Breitling is famous for their celebrity ambassadors like John Travolta, who often are pilots themselves. Recently, Breitling announced four new groups of ambassadors, encompassing aviators, explorers, surfers and actors. Breitling's aviator ambassadors are astronaut Scott Kelly, fighter pilot Commandant Rocío González Torres and drone racing champion Luke Bannister. Breitling's explorer ambassadors are Bertrand Piccard, who flew non-stop around the Earth in a balloon, Arctic and Antarctic guide Inge Solheim, and David de Rothschild, famous for raising awareness of the floating Pacific Ocean Garbage Patch. Breitling's surfer ambassadors are American Kelly Slater and Australians Stephanie Gilmore and Sally Fitzgibbons. Finally, Breitling's actor ambassadors are Brad Pitt, Charlize Theron and Adam Driver.

Collectability of Breitling Navitimer Vintage Watches

Collectors of vintage Navitimers have a wide variety of special dials and movements. Thanks to the Aircraft Owners & Pilots Association (AOPA) designation of the Navitimer as its official timepiece, certain models feature the AOPA winged logo on the dial and are highly prized by collectors. 

Collectors also pay close attention to the mechanical movements powering the Navitimer. Certain models released in the 1950s utilize the Valjoux 72 column-wheel chronograph movement—the same movement used in certain vintage Rolex Daytona chronographs. 

Finally, in 2009, Breitling introduced a new version of the Navitimer that contains an in-house automatic movement, complete with a column-wheel chronograph mechanism and chronometer mechanism. The wide variety of models released since its introduction in 1952, and the rich history of the watch, make the Navitimer a joy to collect.

Watchmaker's Perspective 

Watchmakers often take a wider perspective when considering the overall merits of a watch. Is the watch straightforward to service? Is the watch durable and resistant to extreme conditions? And has the watch contributed to the art and science of horology in a meaningful way? Fortunately for the Breitling Navitimer, the answer to all these questions is yes. In particular, the Navitimer has defined the category of circular slide rule pilots' watches. Other brands have attempted their own version of the extremely useful pilots slide rule (notably the Ikepod Megapode in 2003, Richard Mille RM 039 Aviation in 2012, and the Ventura V-Matic Loga). But none have had the overall success that Breitling enjoys in the category.

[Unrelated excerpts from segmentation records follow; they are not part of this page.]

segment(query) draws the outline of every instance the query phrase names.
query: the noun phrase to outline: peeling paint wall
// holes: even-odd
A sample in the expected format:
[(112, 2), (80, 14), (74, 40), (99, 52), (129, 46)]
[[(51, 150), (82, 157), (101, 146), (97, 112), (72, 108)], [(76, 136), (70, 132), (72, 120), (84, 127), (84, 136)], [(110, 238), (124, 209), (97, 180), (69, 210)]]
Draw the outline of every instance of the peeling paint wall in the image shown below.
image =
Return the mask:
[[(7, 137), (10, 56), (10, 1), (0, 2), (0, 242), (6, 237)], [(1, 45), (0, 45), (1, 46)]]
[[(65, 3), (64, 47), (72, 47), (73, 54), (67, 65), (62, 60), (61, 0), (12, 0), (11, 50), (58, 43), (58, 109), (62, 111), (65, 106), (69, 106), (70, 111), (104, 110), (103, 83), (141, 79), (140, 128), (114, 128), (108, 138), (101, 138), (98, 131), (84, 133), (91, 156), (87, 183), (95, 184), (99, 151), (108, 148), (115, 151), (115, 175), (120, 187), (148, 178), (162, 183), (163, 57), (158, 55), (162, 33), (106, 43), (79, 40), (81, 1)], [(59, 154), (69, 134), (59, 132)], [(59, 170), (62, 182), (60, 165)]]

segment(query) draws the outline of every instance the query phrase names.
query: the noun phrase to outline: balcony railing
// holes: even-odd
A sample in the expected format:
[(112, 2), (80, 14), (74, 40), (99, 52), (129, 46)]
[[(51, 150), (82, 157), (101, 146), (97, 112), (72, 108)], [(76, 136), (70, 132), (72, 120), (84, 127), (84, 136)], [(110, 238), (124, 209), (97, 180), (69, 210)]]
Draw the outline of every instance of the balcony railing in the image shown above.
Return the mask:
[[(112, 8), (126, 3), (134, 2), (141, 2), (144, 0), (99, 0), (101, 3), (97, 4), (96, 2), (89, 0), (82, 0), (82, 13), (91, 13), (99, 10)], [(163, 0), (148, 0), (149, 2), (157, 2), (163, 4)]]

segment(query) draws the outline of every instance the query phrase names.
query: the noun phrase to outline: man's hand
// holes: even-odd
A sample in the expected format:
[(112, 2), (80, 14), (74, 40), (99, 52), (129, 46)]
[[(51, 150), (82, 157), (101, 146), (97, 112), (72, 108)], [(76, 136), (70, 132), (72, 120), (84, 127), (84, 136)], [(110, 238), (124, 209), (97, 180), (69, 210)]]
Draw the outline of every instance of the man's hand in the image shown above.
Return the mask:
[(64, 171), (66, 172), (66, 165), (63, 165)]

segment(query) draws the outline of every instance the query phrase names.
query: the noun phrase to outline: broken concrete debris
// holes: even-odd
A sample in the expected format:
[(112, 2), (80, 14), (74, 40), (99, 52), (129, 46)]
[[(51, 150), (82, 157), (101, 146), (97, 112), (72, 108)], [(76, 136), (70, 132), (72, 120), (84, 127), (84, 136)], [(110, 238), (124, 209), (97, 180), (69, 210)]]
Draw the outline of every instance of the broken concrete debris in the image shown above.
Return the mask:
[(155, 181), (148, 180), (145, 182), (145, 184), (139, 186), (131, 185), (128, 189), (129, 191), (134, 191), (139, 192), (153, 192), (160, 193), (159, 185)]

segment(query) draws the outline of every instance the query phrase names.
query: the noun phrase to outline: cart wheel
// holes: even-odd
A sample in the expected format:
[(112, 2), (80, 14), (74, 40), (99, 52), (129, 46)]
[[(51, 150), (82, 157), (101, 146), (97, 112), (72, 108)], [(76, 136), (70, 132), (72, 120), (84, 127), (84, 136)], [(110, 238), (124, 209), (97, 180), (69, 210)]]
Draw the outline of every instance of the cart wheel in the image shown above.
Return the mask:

Breitling's overall horological technical development is evident in their chronograph innovations from 1915 and 1934. Before this, the start, stop and reset functionality of the chronograph was controlled completely by pushing the watch crown. Breitling found that separating these functions made the chronograph even easier to use, especially for pilots. The brand literally defined the chronograph configuration we see so often today, with two separate push buttons above and below the watch crown.